Die für die Stadt Haan zu ermittelnden Gewerbesteuerausfälle belaufen sich auf rd. 5,5 Mio. Euro. Soweit die Ausfälle NRW-weit den Ausgleichsbetrag von 2,72 Mrd. Euro nicht überschreiten, ist mit einer vollständigen Kompensation des Ausfalls zu rechnen. Wird der Ausgleichsbetrag überschritten, erfolgt nur ein anteiliger Ausgleich. Die Berechnung soll Anfang November vorliegen.

 

Das GFG legt im Wesentlichen die Höhe der den einzelnen Kommunen zustehenden Mittel aus dem Steuertopf des Landes, insbesondere die Schlüsselzuweisungen, fest.

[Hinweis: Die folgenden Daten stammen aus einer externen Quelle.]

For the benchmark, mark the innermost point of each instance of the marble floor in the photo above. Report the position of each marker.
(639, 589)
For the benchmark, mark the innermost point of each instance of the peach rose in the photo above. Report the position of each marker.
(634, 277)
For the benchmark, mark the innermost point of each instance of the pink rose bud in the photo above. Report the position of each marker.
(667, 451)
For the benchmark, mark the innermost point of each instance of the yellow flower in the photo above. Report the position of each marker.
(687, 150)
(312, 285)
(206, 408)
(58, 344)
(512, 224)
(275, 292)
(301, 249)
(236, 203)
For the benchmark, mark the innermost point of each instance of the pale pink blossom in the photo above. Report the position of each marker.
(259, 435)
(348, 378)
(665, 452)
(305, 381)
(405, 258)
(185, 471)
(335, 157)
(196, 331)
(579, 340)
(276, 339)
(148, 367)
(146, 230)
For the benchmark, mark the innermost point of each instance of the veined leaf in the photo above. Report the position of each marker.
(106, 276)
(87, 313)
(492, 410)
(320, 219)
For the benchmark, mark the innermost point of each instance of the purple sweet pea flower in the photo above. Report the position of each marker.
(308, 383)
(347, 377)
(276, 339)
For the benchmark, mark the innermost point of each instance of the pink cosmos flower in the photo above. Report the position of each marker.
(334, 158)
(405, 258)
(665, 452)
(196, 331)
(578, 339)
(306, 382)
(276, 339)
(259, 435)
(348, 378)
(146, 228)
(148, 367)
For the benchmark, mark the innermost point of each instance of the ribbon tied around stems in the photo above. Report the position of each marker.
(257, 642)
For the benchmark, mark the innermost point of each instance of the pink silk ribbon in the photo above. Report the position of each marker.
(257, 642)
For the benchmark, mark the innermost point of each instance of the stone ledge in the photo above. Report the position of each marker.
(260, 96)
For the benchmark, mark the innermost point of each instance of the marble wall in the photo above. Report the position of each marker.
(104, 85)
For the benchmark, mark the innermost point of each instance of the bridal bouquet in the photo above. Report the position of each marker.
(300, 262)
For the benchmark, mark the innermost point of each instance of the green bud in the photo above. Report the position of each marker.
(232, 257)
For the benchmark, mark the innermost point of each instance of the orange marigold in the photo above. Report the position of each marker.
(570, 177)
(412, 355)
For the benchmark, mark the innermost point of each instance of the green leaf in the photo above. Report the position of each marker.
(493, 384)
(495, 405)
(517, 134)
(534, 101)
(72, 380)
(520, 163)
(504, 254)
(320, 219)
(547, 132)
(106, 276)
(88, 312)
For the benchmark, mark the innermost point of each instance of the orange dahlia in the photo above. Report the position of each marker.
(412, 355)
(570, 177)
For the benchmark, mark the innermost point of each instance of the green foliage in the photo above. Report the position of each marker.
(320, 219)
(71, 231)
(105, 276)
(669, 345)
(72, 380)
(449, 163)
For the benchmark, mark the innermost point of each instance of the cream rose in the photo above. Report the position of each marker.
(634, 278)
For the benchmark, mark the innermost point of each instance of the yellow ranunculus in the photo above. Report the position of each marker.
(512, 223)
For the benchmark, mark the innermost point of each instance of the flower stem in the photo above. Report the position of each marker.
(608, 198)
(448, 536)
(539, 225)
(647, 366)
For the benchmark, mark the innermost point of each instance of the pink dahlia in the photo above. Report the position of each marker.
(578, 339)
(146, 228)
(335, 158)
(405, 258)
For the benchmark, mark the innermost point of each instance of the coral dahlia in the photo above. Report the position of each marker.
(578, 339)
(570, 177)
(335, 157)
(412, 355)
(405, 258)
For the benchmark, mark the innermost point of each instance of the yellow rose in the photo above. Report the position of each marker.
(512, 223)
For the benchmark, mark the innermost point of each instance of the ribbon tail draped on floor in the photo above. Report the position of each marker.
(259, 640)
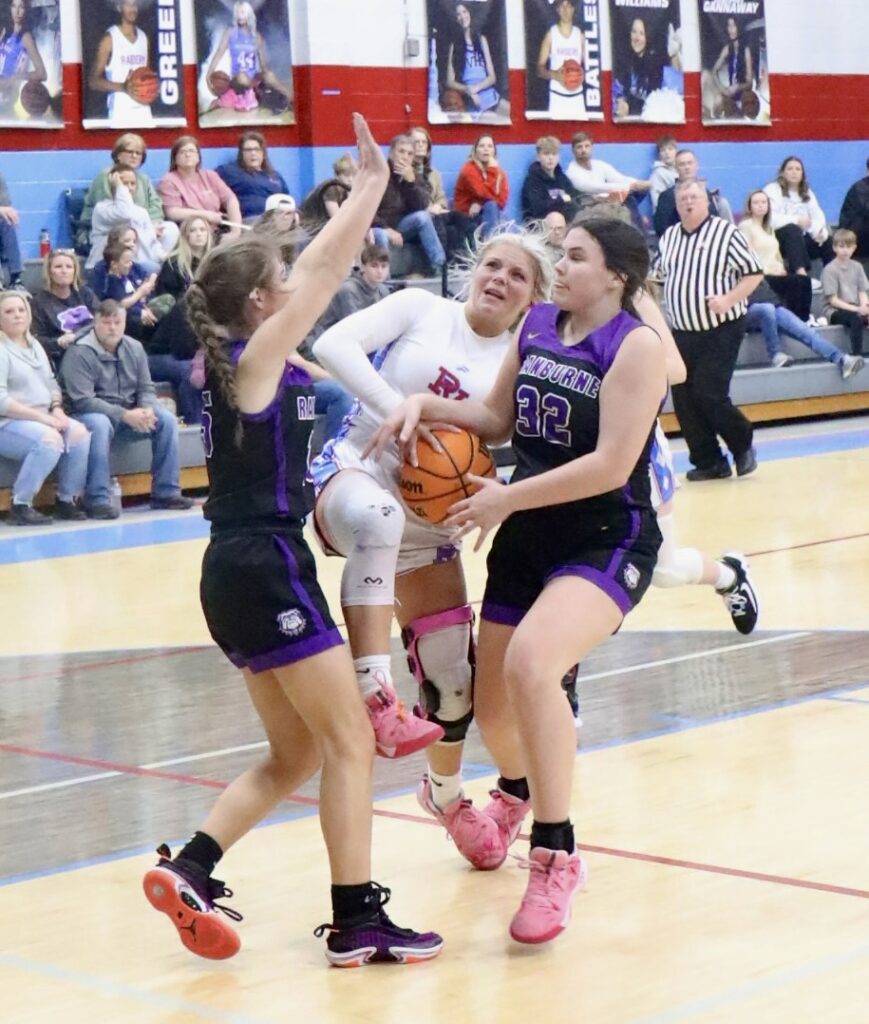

Als abundante Kommune erhält die Stadt Haan hieraus lediglich geringe Investitionszuweisungen (Investitions-, Schul- und Sportpauschale, insges. rd. 2 Mio. €) sowie die 2018 eingeführte Infrastrukturpauschale (rd. 150 T€), die zudem nicht in die Umlagegrundlagen einfließen. Indirekt profitiert die Stadt Haan aber von den Schlüsselzuweisungen der berechtigten kreisangehörigen Städte (i.d.R. Erkrath, Heiligenhaus, Mettmann, Velbert und Wülfrath), da sie die Umlagegrundlagen erhöhen.

Nach dem Entwurf des GFG 2021 soll die zur Verteilung anstehende Verbundmasse auf 13,6 Mrd. Euro angehoben werden. Das Volumen wird damit massiv um 5,9% gegenüber 2020 erhöht und entspricht damit dem nach dem geltenden Orientierungsdatenerlass vom 2.8.19 für 2021 in Aussicht gestellten Niveau. Unter Berücksichtigung der hälftigen Gewerbesteuerausgleichsleistung dürften sich damit keine wesentlichen Veränderungen bei den Umlagegrundlagen von LVR und Kreis ergeben und sich somit die absolute Kreisumlage nicht verändern.

 

 

 

Fazit:

Bund und Land mobilisieren gemeinsam die Kräfte, um die Kommunen in 2020 weitestgehend von den finanziellen Folgen der Corona-Pandemie zu entlasten und unternehmen alle Anstrengungen, um die haushaltsrechtlichen Folgen der weiteren Zahlungsausfälle ausblenden zu können. Problematisch könnte jedoch die Konzentration der Anstrengungen ausschließlich auf das Jahr 2020 sein, da jetzt – anders als noch zu Beginn der Pandemie – nicht mehr von einer sehr schnellen Erholung der Wirtschaft ausgegangen werden kann und frühestens 2023 damit gerechnet wird, dass das Niveau von 2019 wieder erreicht wird.

Beschlussvorschlag:

Die Ausführungen der Verwaltung werden zur Kenntnis genommen.